Bölgede huzur için Barzani’ye müdahale edilmeli

İhsan Sefa

İhsan Sefa

Site Yazarı

A+ A-

Büyük Ortadoğu Projesi'nin (BOP) Suriye ayağında tıkanan ABD, Irak’da elde ettiği kazanımını bir adım daha ileri götürerek buradan yürüme çabasına girmiştir. Bu maksatla da Barzani’nin kulağına şunu fısıldamış olmalı: Referandum yap bağımsızlığını ilan et , bu arada petrol denizi üzerindeki Kerkük’ü de sınırlarına kat”

ABD orada kurduracağı kukla devlet sayesinde istediği kadar üs açacak ve asker bulundurma imkanına kavuşacaktır. Kukla devlete yığacağı asker ve silahla bölgeye yerleşerek BOP’un tıkanan ayağını açabileceği hesabındadır.

Her ne kadar ABD resmi açıklamalarında dünya kamuoyunu yanıltmak için 'şimdilik erken' vs. deniliyor ise de el altından Barzani’ye destek verildiği ortadadır. Resmi olmayan Amerikan ağızlarına, yani yazarlar, çizerler ve eski bürokratlarına sık sık basın beyanatlar verdirilerek, dünya kamu oyunda Barzani haklı gösterilmeye çalışılmaktadır. İsrail zaten açıktan destek vermektedir.

Kısacası ABD ve İsrail desteğini arkasına almadan Barzani böyle bir çılgınlığa girişemezdi.

Barzani ile başlatılacak Irak'ın bölünme yangını Türkiye başta olmak üzere tüm bölge ülkelerine yansıyacaktır. ABD piyonu ikinci bir İsrail bölge ülkelerinin başına bela edilecektir. Bu arada bin yıllık Türkmen yurdu Kerkük’ü de sınırları içine almak isteyen Barzani’nin bölgede ikinci bir Türkmen katliamına girişmesi de an meselesidir.

Hatırlanacağı üzere daha BOP kısaltması gündemimize girmeden çok önce 1990'lı yılların ortalarında NATO'da görev yapan subaylarımızın önüne kasıtlı olarak konulan bölge haritalarında Suriye- Irak-Türkiye ve İran topraklarının bir bölümünü de içine alan sözde Büyük Kürdistan için son adımlar atılmaktadır.
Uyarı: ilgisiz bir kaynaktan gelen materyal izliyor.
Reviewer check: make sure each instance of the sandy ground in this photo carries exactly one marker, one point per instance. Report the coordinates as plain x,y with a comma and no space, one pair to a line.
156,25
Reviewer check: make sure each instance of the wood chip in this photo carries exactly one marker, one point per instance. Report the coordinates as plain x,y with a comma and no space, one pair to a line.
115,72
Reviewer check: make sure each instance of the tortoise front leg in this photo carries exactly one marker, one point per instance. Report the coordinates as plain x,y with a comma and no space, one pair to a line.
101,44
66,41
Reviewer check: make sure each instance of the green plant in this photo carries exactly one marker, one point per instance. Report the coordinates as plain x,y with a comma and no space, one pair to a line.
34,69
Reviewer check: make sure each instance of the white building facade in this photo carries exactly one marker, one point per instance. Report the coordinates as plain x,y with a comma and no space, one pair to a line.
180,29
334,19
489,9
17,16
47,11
Milyonlarca insanın kanına mal olacak yeni bir emperyalist oyunla karşı karşıyayız.

KİM İSTİYOR BUNU?

ABD ve İsrail den başka bölgeye silah satmak için şimdiden iştahları kabaran Müslüman kanıyla beslenen bir kaç emperyalist ülke.

Öte yandan BM den yapılan açıklamada “Şu anda referandum yapılması yönündeki tek taraflı bir karar terör örgütü IŞİD'le mücadeleye, geri alınmış bölgelerin yeniden inşa edilmesine ve 3 milyondan fazla mülteci ve ülke içinde yerinden edilmiş kişilerin güvenli bir şekilde geri dönüşüne gölge düşüreceğine inanıyor" şeklindedir. Aslında ABD ağzıyla yapılan bir açıklama. Yani diyor ki bu senin hakkın ama bölgedeki sıkıntılar daha da artabilir şimdilik biraz bekle vs.

BM niçin var? Ülkelerin bağımsızlığına toprak bütünlüğüne ve bir birlerinin hukukuna insan haklarına saygılı olmalarını sağlamak içinindir. Böyle bir açıklamanın yapılması BM nin de kimlerin kontrolünde olduğunun net bir göstergesidir. BM açıklamasında “Barzani’nin girişimi kabul edilemez “vs. denilmiyor, tam tersine Barzani’ye “ sen Irak’ı böl ama şimdi yapmaz isen iyi olur.”

KİM İSTEMİYOR?

Başta bu işten canı yanacak Türkiye, Rusya, İran, Suriye ve Irak olmak üzere Almanya gibi pek çok aklı başında ülke liderleri Irak’ın toprak bütünlüğünden yana olup şiddetle karşı çıkmaktadırlar.

Türkiye aslında Barzani’ye karşı başından beri çok sert bir tavır ile karşı çıkıp ciddi tedbirler almalıydı. Maalesef iktidarın Barzani sempatisi ile bu tedbirler alınmadı. Hesaplı tırmandırma ve başarılı bir kriz yönetimi sergilenemedi.

Eğer baştan itibaren Habur sınır kapısının kapatılması boru hattından petrol sevkiyatının kademeli olarak azaltılması ve hatta tamamen durdurulması gibi ciddi yaptırımlar uygulanabilseydi daha başından bu bela önlenebilirdi. Şimdi Türkiye bir ay öncesine göre askeri seçeneği daha ön planda tutmak mecburiyetine gelmiştir. Referandum yapılmasından sonra artık kurşun namludan çıkmış olacak ve ekonomik yaptırımla, şununla bununla dönüş olmayacaktır. Tek yol askeri müdahaledir. Askeri müdahale seçeneğinin gündeme gelmesi durumunda bunun da Rusya, İran, Irak ve Suriye ile beraber planlanıp icra edilmesi esas olmalıdır. Ülkelerin hayati menfaatleri bu mecburiyeti önlerine sürmektedir. Türkiye askeri açıdan tek başına müdahale yolunu seçmemelidir. Diğer ülkelerle beraber hareket etmek siyaseten son derece kritik ve de önemlidir. Bu şekilde dünya kamu oyu arkamızda olacaktır aksi durumda tek başımıza saldırgan ülke konumuna düşürülebilirz.